By identifying the differences between a live human voice and voice relayed through a speaker, a system developed by researchers at Data61 can detect when hackers are attempting to spoof.
Known as Void, the system compares the frequencies of human and loudspeaker relayed voice commands using signal processing techniques and parameter optimisation. This method can identify the ‘liveness’ of a voice, ultimately improving origin detection accuracy.
When tested using a benchmark dataset in detecting voice reply attacks, this novel approach saw 94 to 99 percent of all attacks successfully identified.
As the adoption of smart speakers in Australia grows, privacy-preserving technologies are becoming increasingly important in enhancing consumer privacy and security argues Muhammad Ejaz Ahmed, Cybersecurity Research Scientist at Data61 and lead author of the Void research paper.
"Voice spoofing attacks can be used to make purchases using a victim's credit card details, control Internet of Things connected devices like smart appliances and give hackers unsolicited access to personal consumer data such as financial information, home addresses and more," says Dr Ahmed.

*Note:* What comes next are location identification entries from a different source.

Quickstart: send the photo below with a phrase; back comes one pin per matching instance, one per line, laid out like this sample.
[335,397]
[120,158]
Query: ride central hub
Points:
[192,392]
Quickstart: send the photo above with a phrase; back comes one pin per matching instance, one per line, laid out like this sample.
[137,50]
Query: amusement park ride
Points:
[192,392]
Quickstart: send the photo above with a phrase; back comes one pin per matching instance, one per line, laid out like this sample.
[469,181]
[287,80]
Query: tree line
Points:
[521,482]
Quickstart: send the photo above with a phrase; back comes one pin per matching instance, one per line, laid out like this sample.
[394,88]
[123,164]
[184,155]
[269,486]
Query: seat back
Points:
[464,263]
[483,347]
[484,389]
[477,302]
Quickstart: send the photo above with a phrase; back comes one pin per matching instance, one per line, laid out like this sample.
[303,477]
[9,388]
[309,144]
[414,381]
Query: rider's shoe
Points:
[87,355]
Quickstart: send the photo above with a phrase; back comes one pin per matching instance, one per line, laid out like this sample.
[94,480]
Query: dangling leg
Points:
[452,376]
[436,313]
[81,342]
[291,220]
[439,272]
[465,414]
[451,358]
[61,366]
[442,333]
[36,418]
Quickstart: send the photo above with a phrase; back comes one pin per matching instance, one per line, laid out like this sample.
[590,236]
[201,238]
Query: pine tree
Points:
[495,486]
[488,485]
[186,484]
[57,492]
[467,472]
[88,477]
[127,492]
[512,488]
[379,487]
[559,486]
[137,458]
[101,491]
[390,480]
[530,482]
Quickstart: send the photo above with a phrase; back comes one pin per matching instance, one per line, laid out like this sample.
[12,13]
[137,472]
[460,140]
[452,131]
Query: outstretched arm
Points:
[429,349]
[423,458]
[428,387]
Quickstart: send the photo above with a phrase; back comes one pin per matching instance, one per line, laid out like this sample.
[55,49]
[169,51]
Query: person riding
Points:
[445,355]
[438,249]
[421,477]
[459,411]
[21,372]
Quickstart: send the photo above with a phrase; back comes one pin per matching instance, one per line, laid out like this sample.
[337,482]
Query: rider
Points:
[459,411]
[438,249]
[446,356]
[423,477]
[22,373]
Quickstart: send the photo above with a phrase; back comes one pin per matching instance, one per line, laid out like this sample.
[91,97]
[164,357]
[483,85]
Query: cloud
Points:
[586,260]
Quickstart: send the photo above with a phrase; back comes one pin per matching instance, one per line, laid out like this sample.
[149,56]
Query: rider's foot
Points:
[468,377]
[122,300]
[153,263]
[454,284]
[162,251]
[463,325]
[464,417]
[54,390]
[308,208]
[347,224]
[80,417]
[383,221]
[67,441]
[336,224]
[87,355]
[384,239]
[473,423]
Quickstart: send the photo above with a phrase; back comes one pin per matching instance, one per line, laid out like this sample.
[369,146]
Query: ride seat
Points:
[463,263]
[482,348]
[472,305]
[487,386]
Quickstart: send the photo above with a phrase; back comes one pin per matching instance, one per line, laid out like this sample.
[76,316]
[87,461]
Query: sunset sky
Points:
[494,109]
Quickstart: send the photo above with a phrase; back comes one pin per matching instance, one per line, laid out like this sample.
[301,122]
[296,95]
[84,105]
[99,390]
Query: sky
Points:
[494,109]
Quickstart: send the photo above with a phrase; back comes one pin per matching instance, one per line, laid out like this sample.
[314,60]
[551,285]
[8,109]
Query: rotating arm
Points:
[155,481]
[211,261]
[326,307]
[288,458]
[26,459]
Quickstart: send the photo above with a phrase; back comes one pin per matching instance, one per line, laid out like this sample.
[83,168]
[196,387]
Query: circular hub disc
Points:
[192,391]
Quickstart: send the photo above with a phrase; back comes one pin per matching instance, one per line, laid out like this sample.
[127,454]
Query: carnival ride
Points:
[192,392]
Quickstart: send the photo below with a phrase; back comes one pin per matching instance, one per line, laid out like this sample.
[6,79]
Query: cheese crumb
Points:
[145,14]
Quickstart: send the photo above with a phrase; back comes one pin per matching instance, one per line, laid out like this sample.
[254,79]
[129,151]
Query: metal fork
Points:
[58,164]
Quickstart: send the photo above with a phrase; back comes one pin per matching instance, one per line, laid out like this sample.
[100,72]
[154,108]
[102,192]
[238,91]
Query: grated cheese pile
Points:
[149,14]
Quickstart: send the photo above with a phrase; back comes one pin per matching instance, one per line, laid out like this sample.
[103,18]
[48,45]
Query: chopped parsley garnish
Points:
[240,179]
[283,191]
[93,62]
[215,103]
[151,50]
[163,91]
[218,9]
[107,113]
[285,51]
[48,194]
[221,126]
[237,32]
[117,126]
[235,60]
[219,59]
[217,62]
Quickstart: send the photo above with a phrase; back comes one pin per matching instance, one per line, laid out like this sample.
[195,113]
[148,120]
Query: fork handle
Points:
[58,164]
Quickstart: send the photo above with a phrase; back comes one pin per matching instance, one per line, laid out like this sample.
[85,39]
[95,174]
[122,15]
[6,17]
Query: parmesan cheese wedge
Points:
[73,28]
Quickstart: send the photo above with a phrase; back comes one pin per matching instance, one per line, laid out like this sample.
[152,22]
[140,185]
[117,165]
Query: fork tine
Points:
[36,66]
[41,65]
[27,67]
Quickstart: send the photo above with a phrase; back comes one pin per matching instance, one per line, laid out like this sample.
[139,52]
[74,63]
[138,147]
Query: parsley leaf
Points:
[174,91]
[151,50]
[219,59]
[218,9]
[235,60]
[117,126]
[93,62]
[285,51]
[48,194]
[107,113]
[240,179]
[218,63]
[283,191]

"Although voice spoofing is known as one of the easiest attacks to perform as it simply involves a recording of the victim's voice, it is incredibly difficult to detect because the recorded voice has similar characteristics to the victim's live voice. Void is game-changing technology that allows for more efficient and accurate detection helping to prevent people's voice commands from being misused.”
Existing voice spoofing technology typically employs multiple complex deep learning models and thousands of features, resulting in delays and model complexity issues.
Void’s single classification model, spectrogram analysis and mere 97 features allow it to detect attacks eight times faster than deep learning methods while using 153 times less memory, making it a viable and lightweight solution for smart devices.
“Void requires only 2MB of memory space,” explains Dr Ahmed. “Because Void is so fast and lightweight, it reduces the computational burden of the server and can be implemented at device level.”
“With this type of on-device deployment, we even have the potential to use voice assistants without connecting to the internet.”